User messages: ~222 words on average, but with high variability, including some very long inputs.
pythondf = df.withColumn("word_count", size(split(col("content_text"), r"\s+")))
df_user = df_user.withColumn("word_count", size(split(col("content_text"), r"\s+")))
df.select("word_count").describe().show()
df_user.select("word_count").describe().show()
The data spans Feb 2023 to May 2025. I tracked metrics like average words per conversation, messages per month, TTR, and subjectivity/objectivity over this period, revealing fluctuations and trends in language style.
pythonmonthly = df.withColumn("month", date_format(col("create_time"), "yyyy-MM")) \
.groupBy("conversation_title", "month") \
.agg(
sum("word_count").alias("word_count_per_conversation"),
avg("word_count").alias("avg_word_count"),
count("*").alias("message_count"),
) \
.orderBy("conversation_title", "month")
monthly.show(n=5)
User messages show varying monthly averages for word count, TTR, and subjectivity.
The goal is to track the quality of GPT responses over time, which I haven't achieved yet. To do this, I plan to use LLM-based evaluation for quality assessment.
This analysis provided a baseline for understanding message patterns and trends, but further refinement is needed to track the quality of assistant responses effectively.
Published an article with AI Predictions between now and may 2026.
I also published as an unlisted article, a deadpan satirical composition, Acting without Acting by Jason Alexander. I think it is pretty funny: Best part is chapters 7-10. Other parts I think are especially entertaining are the prologue, intro, chapter 1, the excercises, and the two stories (vapor and stillness). An acquaintance said it was slop but I think it is high quality slop, and that it has my tongue in cheek sense of humor.
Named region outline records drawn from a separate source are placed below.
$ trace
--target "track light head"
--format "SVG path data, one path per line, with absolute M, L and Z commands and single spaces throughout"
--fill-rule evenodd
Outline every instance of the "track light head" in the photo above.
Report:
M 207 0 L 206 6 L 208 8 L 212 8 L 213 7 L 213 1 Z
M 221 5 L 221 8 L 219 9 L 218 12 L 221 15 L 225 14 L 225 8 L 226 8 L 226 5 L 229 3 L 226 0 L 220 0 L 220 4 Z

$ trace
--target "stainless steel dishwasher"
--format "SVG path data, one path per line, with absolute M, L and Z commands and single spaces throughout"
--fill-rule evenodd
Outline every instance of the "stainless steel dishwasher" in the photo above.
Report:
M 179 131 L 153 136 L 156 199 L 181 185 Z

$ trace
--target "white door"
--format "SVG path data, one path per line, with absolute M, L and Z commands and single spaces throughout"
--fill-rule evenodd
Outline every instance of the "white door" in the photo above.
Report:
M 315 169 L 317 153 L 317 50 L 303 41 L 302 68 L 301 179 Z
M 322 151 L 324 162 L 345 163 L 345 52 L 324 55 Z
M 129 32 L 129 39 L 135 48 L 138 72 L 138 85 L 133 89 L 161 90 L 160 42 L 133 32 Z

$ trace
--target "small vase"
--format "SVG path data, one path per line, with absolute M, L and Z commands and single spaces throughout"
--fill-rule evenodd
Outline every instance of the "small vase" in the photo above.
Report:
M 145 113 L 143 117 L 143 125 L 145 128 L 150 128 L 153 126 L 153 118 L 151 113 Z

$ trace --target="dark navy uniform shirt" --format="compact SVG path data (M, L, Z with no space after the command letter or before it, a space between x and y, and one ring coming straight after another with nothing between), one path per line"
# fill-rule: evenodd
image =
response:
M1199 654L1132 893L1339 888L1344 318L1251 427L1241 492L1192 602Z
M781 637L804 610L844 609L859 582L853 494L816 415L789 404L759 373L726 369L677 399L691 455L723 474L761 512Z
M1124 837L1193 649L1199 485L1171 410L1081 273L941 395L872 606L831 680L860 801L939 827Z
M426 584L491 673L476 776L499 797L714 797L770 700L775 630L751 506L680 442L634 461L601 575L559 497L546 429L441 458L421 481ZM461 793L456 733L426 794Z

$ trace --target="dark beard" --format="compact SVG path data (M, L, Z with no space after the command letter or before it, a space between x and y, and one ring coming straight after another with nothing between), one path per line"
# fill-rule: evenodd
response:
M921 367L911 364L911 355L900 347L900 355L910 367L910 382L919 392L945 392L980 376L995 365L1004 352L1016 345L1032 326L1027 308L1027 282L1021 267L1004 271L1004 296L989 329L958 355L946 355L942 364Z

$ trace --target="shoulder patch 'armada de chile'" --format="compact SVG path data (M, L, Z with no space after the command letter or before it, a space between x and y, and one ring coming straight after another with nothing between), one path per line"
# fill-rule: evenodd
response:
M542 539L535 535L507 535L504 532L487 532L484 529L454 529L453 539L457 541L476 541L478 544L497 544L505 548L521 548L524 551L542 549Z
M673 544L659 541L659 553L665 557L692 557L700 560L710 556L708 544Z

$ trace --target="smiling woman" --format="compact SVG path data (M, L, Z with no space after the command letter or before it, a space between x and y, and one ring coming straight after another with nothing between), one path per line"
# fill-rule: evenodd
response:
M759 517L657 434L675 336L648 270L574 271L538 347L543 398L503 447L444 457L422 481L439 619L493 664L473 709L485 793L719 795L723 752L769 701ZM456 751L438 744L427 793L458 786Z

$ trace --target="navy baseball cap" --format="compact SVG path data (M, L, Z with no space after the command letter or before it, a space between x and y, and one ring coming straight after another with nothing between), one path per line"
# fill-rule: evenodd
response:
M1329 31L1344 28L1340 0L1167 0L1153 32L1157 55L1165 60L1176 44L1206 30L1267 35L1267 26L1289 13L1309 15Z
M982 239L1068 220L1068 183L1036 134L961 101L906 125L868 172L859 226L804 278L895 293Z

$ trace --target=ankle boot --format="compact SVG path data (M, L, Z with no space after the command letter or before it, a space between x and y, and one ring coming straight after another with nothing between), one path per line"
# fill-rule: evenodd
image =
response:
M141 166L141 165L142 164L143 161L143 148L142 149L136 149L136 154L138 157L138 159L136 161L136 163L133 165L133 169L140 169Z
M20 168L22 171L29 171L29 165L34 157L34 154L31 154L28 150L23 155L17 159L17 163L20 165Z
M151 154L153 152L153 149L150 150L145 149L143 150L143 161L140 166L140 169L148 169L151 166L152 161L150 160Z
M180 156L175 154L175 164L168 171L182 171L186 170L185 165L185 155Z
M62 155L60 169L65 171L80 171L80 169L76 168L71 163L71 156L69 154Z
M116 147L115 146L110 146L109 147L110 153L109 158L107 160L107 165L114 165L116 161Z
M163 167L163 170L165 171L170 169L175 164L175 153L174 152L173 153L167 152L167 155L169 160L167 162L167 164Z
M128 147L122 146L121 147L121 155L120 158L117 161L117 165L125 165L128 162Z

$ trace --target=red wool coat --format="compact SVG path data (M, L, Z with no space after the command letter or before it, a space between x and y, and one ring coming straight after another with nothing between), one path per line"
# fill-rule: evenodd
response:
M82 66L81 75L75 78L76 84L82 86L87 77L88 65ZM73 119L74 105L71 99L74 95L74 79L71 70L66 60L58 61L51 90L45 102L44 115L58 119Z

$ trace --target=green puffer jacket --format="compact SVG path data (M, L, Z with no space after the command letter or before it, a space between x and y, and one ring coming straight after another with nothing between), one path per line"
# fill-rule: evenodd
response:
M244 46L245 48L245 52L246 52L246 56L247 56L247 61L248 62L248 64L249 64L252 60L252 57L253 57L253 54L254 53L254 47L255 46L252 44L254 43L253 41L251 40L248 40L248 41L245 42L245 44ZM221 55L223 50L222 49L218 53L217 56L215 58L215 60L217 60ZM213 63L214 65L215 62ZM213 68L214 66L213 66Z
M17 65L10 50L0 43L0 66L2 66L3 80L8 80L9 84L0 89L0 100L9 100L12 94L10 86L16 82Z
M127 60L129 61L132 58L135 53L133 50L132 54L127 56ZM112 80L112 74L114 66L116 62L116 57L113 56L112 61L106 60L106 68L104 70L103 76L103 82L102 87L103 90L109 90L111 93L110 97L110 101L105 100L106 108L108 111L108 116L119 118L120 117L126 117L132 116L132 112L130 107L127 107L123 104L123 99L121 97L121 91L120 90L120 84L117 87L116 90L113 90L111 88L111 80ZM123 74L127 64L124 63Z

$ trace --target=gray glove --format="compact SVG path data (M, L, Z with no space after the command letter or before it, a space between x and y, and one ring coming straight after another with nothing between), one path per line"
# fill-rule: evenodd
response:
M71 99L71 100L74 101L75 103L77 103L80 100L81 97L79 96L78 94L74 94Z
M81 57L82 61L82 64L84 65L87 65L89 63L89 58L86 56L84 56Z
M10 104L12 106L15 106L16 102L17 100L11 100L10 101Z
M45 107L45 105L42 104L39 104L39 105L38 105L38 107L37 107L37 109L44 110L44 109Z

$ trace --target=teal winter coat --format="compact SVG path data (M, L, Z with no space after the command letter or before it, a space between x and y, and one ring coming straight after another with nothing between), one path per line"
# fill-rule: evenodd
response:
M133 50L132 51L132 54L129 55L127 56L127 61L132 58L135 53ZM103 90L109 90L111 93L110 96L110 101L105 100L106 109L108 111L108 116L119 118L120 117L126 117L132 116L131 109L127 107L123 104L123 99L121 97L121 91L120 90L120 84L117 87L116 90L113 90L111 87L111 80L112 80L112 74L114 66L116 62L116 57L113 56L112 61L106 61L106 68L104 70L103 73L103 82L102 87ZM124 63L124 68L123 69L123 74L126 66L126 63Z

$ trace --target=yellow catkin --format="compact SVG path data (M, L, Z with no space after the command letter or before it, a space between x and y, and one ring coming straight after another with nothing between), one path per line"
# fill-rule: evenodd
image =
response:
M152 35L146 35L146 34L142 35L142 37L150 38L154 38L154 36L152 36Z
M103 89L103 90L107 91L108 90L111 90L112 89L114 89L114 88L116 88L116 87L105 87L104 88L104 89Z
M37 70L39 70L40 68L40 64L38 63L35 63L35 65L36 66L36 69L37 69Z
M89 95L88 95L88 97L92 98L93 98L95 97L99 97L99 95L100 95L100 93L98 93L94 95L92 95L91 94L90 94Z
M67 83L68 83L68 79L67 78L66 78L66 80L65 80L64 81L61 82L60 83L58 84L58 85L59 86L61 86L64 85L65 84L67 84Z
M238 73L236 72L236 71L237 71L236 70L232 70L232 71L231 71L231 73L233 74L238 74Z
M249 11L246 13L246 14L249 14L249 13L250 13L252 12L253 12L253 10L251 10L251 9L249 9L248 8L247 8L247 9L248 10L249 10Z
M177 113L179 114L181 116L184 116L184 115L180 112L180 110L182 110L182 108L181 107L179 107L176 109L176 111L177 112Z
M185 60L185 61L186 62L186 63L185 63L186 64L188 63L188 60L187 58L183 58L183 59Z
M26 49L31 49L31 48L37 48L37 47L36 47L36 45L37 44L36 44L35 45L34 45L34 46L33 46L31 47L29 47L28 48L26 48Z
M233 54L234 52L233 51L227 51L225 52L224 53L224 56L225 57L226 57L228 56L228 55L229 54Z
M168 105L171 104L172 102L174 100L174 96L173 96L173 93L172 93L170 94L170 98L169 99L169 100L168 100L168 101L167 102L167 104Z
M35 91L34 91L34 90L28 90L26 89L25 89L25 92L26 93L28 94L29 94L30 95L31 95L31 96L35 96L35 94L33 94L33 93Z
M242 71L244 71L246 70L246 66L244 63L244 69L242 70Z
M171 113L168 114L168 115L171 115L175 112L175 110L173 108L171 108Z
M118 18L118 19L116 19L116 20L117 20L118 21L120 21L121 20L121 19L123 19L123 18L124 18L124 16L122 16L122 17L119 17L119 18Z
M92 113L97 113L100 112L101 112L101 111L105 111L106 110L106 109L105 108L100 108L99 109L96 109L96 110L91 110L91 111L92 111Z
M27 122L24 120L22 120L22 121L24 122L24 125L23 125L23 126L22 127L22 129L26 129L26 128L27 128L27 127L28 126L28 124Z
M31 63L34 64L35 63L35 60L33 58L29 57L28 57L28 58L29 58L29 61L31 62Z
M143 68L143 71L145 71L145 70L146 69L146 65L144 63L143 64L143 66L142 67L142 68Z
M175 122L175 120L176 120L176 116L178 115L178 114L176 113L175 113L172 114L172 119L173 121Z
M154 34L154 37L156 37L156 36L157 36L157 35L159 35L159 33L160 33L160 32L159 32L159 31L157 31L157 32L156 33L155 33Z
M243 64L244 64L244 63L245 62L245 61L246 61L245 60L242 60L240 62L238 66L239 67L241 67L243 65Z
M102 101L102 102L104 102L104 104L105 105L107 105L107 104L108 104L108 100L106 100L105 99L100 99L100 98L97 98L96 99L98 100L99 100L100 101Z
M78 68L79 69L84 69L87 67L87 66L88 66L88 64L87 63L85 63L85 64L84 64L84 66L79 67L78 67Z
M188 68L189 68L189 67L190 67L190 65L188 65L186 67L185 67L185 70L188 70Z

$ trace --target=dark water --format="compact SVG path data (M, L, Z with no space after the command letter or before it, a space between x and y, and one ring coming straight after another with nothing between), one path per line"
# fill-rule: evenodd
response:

I am also writing a corporate blog post on Agentspace, coming soon.
Finally, I am thinking I will write a series of posts with some business ideas and implementation ideas I have been kicking around.
My fiancรฉ’s neighbor has a dog that won’t stop barking. So I wrote a little letter suggesting they invest in some Amazon products that might help with that.
At a technical level, I wanted to add QR codes to a letter without having to go to a website, generate each one, save each one, and drag each one to my doc— I needed to slide a letter under my neighbor's door with QR codes for specific product links, and I wanted a quicker way – ideally, to have the QR codes appear directly in the final printable output without all the manual steps. My goal was to spend maybe 10-20 minutes total.
Here's how I used my Cursor/FastMCP setup with Claude to do it:
1. The Custom Tool:
Using Cursor, I opened my FastMCP project. Already set up. I modified the place I keep Python tool's (server.py) to use the qrcode library. Cursor generated this code. This tool (create_qr_code) takes a web link and returns the QR code image encoded as a base64 string. (See code screenshot). This meant Claude now had a built-in way to generate the QR codes when I provided links.
2. Asking Claude for the Letter and Codes:
I wrote a prompt asking Claude to draft the letter and specifically requested it to "Create QR codes for each of these links," mentioning I planned to print it. (See prompt screenshot).
3. The Initial Result (and the fix):
Claude gave me the letter text, which was great. However, for the QR codes, it returned the raw base64 strings, not the visible images. (See response showing base64 strings). This wasn't quite what I needed for printing!
I simply told Claude I needed a printable version. This time, it generated the output as an HTML file, explaining that this format would correctly display the QR codes from the base64 strings. (See response explaining HTML).
4. Printing the Final Document:
I saved the HTML file, opened it in my web browser, and there it was! The letter with the QR codes clearly visible and formatted. I just hit print,
The Takeaway:
Instead of generating QR codes one by one on an external site, saving images, and manually embedding them, I used my AI assistant (Claude) powered by a custom tool to handle the generation and embedding within the final document structure (HTML). This bypassed multiple steps and got me a ready-to-print letter with functional QR codes quickly and efficiently, staying well within my time limit.